With the historic resolution on the prevention of drowning issued on the 28th of April 2021, the United Nations General Assembly formalized the international relevance of this problem by establishing the World Day dedicated to the Prevention of Drowning.

On the second anniversary of the World Drowning Prevention Day, we want to emphasize that all 193 member states of the United Nations have established a framework of actions that each country should take to prevent drownings. Actions providing for the elaboration of a national plan made up of prevention actions and the collection of data and statistics on drownings.

An anniversary that, in the light of the tsunami warning alert in the Mediterranean recently launched by UNESCO, makes us understand the urgency and importance of these measures, as well as how important the attention of the international community is for this issue.

According to UNESCO, the Mediterranean Sea and other seas in the world are at high risk: a tsunami could hit cities such as Marseille, Alexandria, Istanbul as well as all the Mediterranean islands within the next 30 years, with a probability equal to 100% due to rising sea levels and the continuous melting of ice.
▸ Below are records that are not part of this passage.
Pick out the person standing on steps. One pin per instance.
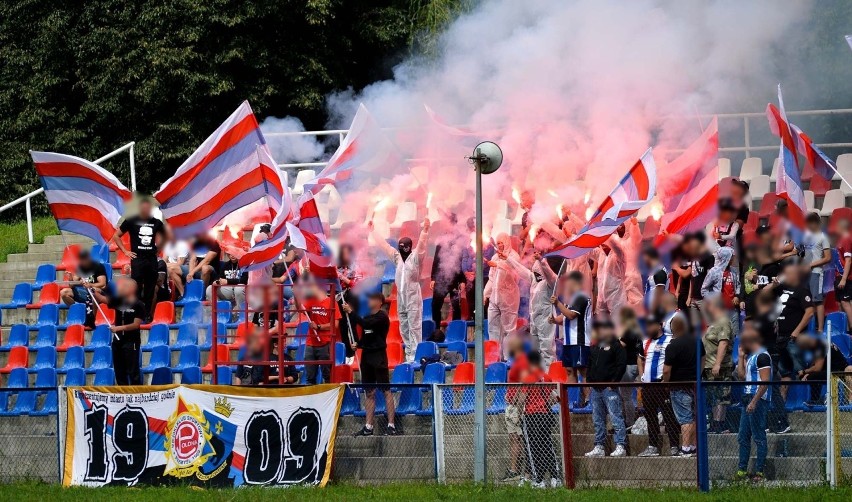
(147, 234)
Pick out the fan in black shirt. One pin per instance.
(126, 338)
(374, 360)
(146, 235)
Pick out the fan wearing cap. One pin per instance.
(607, 364)
(231, 281)
(374, 359)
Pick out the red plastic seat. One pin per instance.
(342, 373)
(464, 373)
(395, 354)
(69, 258)
(394, 334)
(243, 331)
(18, 358)
(557, 372)
(73, 337)
(164, 313)
(108, 316)
(492, 352)
(223, 355)
(49, 296)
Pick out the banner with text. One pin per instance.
(199, 435)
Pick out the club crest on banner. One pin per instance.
(187, 441)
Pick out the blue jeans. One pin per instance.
(753, 428)
(607, 401)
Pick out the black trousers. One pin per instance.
(125, 361)
(144, 272)
(439, 295)
(538, 445)
(657, 399)
(345, 324)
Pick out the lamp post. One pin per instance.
(486, 159)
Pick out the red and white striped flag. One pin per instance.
(221, 176)
(636, 189)
(84, 198)
(692, 192)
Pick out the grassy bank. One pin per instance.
(409, 492)
(13, 236)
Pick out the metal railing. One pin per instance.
(27, 199)
(747, 148)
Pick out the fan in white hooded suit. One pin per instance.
(503, 293)
(542, 281)
(407, 280)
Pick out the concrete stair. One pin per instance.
(21, 267)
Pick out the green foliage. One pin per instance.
(87, 77)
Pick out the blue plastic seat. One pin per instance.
(48, 315)
(104, 376)
(158, 336)
(101, 337)
(456, 332)
(162, 376)
(194, 292)
(76, 315)
(50, 406)
(76, 377)
(102, 358)
(427, 312)
(46, 337)
(161, 357)
(45, 273)
(221, 331)
(18, 379)
(45, 359)
(191, 376)
(339, 353)
(18, 336)
(46, 377)
(189, 356)
(496, 373)
(193, 313)
(224, 375)
(838, 322)
(223, 311)
(187, 335)
(75, 358)
(424, 349)
(22, 295)
(459, 347)
(428, 326)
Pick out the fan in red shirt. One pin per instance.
(538, 421)
(323, 316)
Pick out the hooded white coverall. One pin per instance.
(541, 290)
(504, 295)
(408, 296)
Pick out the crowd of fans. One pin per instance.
(735, 301)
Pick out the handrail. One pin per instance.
(26, 199)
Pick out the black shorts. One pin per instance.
(845, 294)
(374, 367)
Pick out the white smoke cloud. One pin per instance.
(290, 149)
(574, 91)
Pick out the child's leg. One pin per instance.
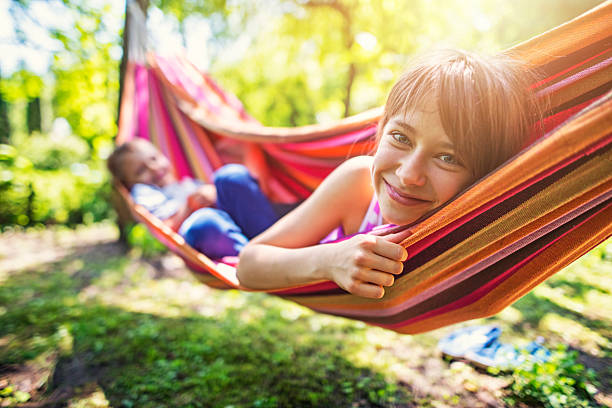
(239, 195)
(213, 232)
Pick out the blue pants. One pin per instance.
(242, 212)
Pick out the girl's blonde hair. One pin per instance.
(116, 161)
(485, 103)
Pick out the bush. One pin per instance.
(53, 153)
(28, 195)
(560, 382)
(139, 237)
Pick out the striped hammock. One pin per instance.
(475, 256)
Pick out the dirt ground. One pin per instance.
(418, 367)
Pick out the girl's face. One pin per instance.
(147, 165)
(416, 168)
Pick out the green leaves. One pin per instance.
(561, 382)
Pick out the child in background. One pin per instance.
(449, 120)
(216, 219)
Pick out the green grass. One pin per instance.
(98, 327)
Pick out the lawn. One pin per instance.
(83, 323)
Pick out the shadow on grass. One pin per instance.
(576, 288)
(534, 308)
(146, 360)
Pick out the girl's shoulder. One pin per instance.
(352, 182)
(352, 176)
(355, 168)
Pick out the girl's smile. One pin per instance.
(416, 168)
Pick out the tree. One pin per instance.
(33, 115)
(5, 127)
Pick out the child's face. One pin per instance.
(416, 168)
(147, 165)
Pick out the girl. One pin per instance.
(449, 120)
(217, 219)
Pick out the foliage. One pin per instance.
(53, 153)
(139, 238)
(87, 76)
(153, 337)
(69, 195)
(33, 119)
(561, 382)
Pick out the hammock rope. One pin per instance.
(475, 256)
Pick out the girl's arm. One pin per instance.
(288, 253)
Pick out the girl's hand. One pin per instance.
(364, 264)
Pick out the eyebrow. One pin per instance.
(405, 126)
(410, 128)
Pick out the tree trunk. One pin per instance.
(33, 115)
(124, 217)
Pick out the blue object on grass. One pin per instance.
(466, 339)
(505, 356)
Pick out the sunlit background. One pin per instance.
(291, 62)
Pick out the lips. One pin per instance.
(404, 199)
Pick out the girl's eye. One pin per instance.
(449, 158)
(400, 137)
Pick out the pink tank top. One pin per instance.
(373, 218)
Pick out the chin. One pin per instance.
(394, 215)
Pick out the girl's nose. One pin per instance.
(411, 170)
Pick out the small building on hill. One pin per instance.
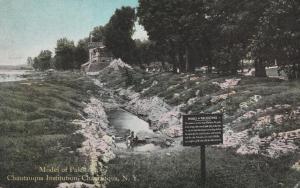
(99, 57)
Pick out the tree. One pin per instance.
(98, 34)
(81, 53)
(29, 61)
(118, 34)
(42, 61)
(278, 37)
(64, 54)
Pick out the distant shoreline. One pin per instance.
(15, 67)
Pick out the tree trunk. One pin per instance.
(187, 59)
(260, 69)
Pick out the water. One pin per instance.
(124, 122)
(13, 75)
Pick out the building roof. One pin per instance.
(96, 45)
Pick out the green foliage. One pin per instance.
(278, 36)
(182, 168)
(118, 32)
(64, 54)
(42, 61)
(36, 126)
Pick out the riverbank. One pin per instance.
(261, 127)
(37, 129)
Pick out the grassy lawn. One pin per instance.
(225, 168)
(181, 169)
(36, 128)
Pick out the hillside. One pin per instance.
(261, 126)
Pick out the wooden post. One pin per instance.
(203, 167)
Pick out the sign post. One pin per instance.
(201, 130)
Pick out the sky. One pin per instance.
(29, 26)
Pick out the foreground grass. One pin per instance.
(225, 168)
(181, 169)
(36, 128)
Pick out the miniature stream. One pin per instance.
(13, 75)
(123, 122)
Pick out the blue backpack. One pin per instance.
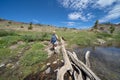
(53, 39)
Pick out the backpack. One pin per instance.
(53, 39)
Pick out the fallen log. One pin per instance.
(77, 69)
(83, 67)
(67, 64)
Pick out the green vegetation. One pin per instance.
(29, 45)
(34, 55)
(112, 29)
(96, 24)
(30, 26)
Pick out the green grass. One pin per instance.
(7, 41)
(35, 55)
(7, 32)
(32, 58)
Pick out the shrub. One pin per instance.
(7, 33)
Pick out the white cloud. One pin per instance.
(70, 23)
(76, 4)
(110, 9)
(79, 16)
(76, 16)
(104, 3)
(114, 13)
(35, 21)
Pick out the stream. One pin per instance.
(105, 61)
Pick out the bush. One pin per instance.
(36, 37)
(7, 33)
(30, 26)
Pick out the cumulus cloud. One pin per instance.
(79, 16)
(110, 9)
(35, 21)
(70, 23)
(104, 3)
(75, 4)
(114, 13)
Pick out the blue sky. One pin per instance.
(63, 13)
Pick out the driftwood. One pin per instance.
(67, 64)
(77, 69)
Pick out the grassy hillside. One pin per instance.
(22, 51)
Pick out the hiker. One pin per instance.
(53, 40)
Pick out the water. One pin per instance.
(105, 61)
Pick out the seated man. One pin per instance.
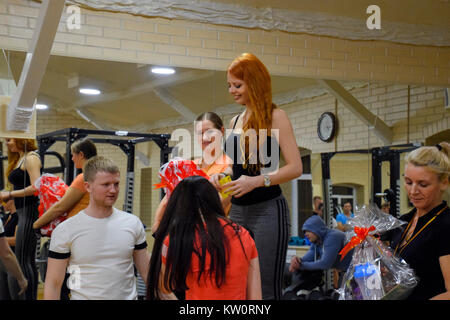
(323, 254)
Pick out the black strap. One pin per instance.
(235, 121)
(143, 245)
(58, 255)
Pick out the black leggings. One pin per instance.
(26, 249)
(269, 223)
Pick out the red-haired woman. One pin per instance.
(259, 133)
(24, 167)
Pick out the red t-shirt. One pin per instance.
(235, 285)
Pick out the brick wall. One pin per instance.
(124, 37)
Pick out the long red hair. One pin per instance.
(24, 145)
(248, 68)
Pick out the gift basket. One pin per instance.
(174, 171)
(50, 189)
(374, 272)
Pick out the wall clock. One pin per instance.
(326, 126)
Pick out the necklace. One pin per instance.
(407, 242)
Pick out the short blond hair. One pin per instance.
(96, 164)
(435, 158)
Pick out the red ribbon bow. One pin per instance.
(361, 234)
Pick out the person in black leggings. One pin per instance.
(7, 280)
(24, 167)
(258, 135)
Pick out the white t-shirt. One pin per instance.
(100, 253)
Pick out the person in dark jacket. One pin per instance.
(323, 254)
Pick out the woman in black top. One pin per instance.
(24, 168)
(7, 281)
(258, 136)
(425, 241)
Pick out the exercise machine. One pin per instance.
(379, 155)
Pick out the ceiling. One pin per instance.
(134, 99)
(132, 96)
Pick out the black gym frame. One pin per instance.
(379, 155)
(117, 138)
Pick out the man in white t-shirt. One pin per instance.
(9, 261)
(98, 245)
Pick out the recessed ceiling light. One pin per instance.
(41, 106)
(89, 91)
(162, 70)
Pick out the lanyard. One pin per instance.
(407, 228)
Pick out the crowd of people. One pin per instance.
(206, 245)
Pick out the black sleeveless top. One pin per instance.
(271, 163)
(423, 252)
(10, 222)
(20, 180)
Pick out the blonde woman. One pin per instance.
(24, 167)
(425, 242)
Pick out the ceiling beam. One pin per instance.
(141, 88)
(380, 128)
(21, 108)
(95, 121)
(168, 99)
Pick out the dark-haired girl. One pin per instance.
(199, 251)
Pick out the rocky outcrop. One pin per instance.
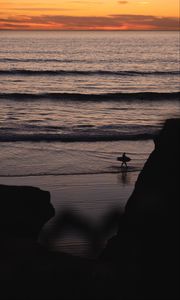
(146, 248)
(23, 210)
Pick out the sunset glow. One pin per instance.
(89, 15)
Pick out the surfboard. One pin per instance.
(123, 159)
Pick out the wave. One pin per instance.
(140, 96)
(69, 138)
(24, 72)
(114, 170)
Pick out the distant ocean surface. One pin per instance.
(71, 102)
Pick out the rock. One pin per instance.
(23, 210)
(146, 248)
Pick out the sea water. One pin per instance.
(72, 102)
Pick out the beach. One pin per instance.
(92, 197)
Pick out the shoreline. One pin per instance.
(92, 198)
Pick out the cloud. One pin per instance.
(123, 2)
(111, 22)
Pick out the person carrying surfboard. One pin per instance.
(124, 159)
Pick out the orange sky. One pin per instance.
(89, 15)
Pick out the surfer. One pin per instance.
(124, 159)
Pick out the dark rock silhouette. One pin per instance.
(140, 263)
(146, 249)
(29, 271)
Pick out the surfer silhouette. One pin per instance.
(124, 159)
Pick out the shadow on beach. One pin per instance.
(140, 262)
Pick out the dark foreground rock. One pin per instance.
(29, 271)
(140, 263)
(146, 249)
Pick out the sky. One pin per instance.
(89, 15)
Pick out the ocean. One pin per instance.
(72, 102)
And for this reason, it calls on coastal cities to create a prevention and alert system by the end of 2023.

The risk of catastrophic climate events, once perceived as far from us, today is increasingly close and leads us to reflect on the importance of environmental sustainability on the one hand, and on the legal and political recognition of climate refugees, those who are forced to flee their homes, villages and cities due to the increasingly frequent violent weather, storms, floods, monsoons, hurricanes, tsunamis or droughts.

According to data provided by the Global Report on Internal Displacement, every year from 2008 to 2016 an average of 26.4 million people worldwide were forced to abandon everything. The countries most affected (per millions of inhabitants) were: Cuba, Fiji, Philippines, Tonga, Sri Lanka, Ecuador, Haiti, Myanmar, Belize and Bahamas. But the list, in light of the evident climate changes of recent years, is likely to become increasingly long.

That is why it is necessary to make our voices heard so that action is taken at an international level, to simplify travel from one area to another and to ensure the protection of the human rights of all those who fall victims to these phenomena.

MOAS, which has always been sensitive to issues related to drownings, having saved over 40,000 people who risked drowning during the crossing of the Mediterranean, since 2019 has been providing its experience and technical expertise for the prevention of the risk of drowning in order to reduce fatal accidents.

Emergency response remains an urgent priority in areas often affected by flooding where, due to limited training and scarce resources, rapid and effective interventions cannot be guaranteed. MOAS believes that the conditions of those living in these contexts can be improved by developing specific skills through the formulation of risk mapping programs, the design of prototypes and innovative safety equipment, and the creation of courses that save lives.

Witness to this idea, is the story of Mernahar, who after experiencing the monsoon season inside a refugee camp decided to lend her first aid help. At the end of the training program, she affirmed to have learned numerous practical skills, such as the correct use of throw bags, and has gained a greater awareness of the risks related to water. During the training period she had the opportunity to create relationships based on solidarity with the other women taking part in the course, that pushed her to become one of the most determined volunteers in spreading her newly acquired flood rescue skills to other women in the community.

Abdul’s story is also another testament to MOAS successful training courses: “After the theoretical part in the classroom we took part in the practical training on land and in the water. I learned numerous useful techniques to use in case of flooding, how to use rescue tools such as throw bags and bottle rings, how to move in the water and how to save a person from drowning. Now I no longer feel helpless in front of these phenomena, and I know I can give a hand to those who need it during the floods that often happen in the camp”.

The international recognition of the importance of the issue of drowning, the creation of prevention policies and measures to support those who fall victim to such dramatic episodes, together with the security programs that organizations can put into practice, are choices that can change the fate of many people. No one can save themselves alone, for this reason I strongly believe in the need to be in solidarity with each other and to join forces so that the idea of “others” will fade, and the concept of “us” will prevail.